2. Supporting a special _trace_ stream in addition to the default `stdin`,
`stdout` and `stderr` streams. The trace stream is designed for programs to
emit structured facts they deduce about their domain as they execute. Tests
can then check the set of facts deduced in addition to the results of the
function under test. This form of _automated whitebox testing_ permits
writing tests for performance, fault tolerance, deadlock-freedom, memory
usage, etc. For example, if a sort function traces each swap, a performance
test could check that the number of swaps doesn't quadruple when the size
of the input doubles.
The hypothesis is that designing the entire system to be testable from day 1
and from the ground up would radically impact the culture of an eco-system in
a way that no bolted-on tool or service at higher levels can replicate. It
would make it easier to write programs that can be [easily understood by newcomers](http://akkartik.name/about).

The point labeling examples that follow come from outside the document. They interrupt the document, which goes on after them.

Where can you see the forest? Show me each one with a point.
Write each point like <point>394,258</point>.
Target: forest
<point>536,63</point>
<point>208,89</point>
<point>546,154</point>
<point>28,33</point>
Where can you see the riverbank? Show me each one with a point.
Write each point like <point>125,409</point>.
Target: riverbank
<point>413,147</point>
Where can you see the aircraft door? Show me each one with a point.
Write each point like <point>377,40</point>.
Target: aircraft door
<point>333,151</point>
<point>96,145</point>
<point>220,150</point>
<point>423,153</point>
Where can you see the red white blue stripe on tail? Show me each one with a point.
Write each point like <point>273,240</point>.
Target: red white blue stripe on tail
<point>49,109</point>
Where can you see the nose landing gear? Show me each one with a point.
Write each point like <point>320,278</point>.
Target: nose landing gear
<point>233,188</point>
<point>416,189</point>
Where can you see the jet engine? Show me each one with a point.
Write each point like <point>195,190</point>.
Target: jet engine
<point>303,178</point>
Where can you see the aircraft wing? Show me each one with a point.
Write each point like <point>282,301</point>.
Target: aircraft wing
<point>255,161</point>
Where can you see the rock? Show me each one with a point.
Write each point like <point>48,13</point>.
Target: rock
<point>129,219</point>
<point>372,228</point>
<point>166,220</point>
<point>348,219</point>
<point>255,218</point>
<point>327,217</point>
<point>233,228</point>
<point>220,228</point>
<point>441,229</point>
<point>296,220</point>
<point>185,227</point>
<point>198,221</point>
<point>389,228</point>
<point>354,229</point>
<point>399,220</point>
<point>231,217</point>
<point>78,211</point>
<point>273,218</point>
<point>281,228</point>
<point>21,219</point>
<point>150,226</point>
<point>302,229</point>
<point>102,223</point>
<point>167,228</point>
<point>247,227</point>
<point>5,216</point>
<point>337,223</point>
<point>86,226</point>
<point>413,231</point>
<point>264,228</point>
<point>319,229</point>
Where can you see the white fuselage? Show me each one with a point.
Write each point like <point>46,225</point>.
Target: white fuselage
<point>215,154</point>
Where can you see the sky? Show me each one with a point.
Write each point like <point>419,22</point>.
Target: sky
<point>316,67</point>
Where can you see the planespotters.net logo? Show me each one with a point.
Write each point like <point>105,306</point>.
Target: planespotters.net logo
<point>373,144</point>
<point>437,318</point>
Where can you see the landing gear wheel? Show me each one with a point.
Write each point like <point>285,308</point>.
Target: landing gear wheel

It would reassure authors that an app is free from regression if all automated
tests pass. It would make the stack easy to rewrite and simplify by dropping
features, without fear that a subset of targeted apps might break. As a result
people might fork projects more easily, and also exchange code between
disparate forks more easily (copy the tests over, then try copying code over
and making tests pass, rewriting and polishing where necessary). The community
would have in effect a diversified portfolio of forks, a “wavefront” of
possible combinations of features and alternative implementations of features
instead of the single trunk with monotonically growing complexity that we get
today. Application writers who wrote thorough tests for their apps (something
they just can’t do today) would be able to bounce around between forks more
easily without getting locked in to a single one as currently happens.
However, that vision is far away, and SubX is just a first, hesitant step.
SubX supports a small, regular subset of the 32-bit x86 instruction set.
(Think of the name as short for "sub-x86".)
- Only instructions that operate on the 32-bit integer E\*X registers, and a
couple of instructions for operating on 8-bit values. No floating-point
yet. Most legacy registers will never be supported.
- Only instructions that assume a flat address space; legacy instructions
that use segment registers will never be supported.
- No instructions that check the carry or parity flags; arithmetic operations
always operate on signed integers (while bitwise operations always operate
on unsigned integers).
- Only relative jump instructions (with 8-bit or 32-bit offsets).
The (rudimentary, statically linked) ELF binaries SubX generates can be run
natively on Linux, and they require only the Linux kernel.
## Status
I'm currently implementing SubX in SubX in 3 phases:
1. Converting ascii hex bytes to binary. (✓)
2. Packing bitfields for x86 instructions into bytes.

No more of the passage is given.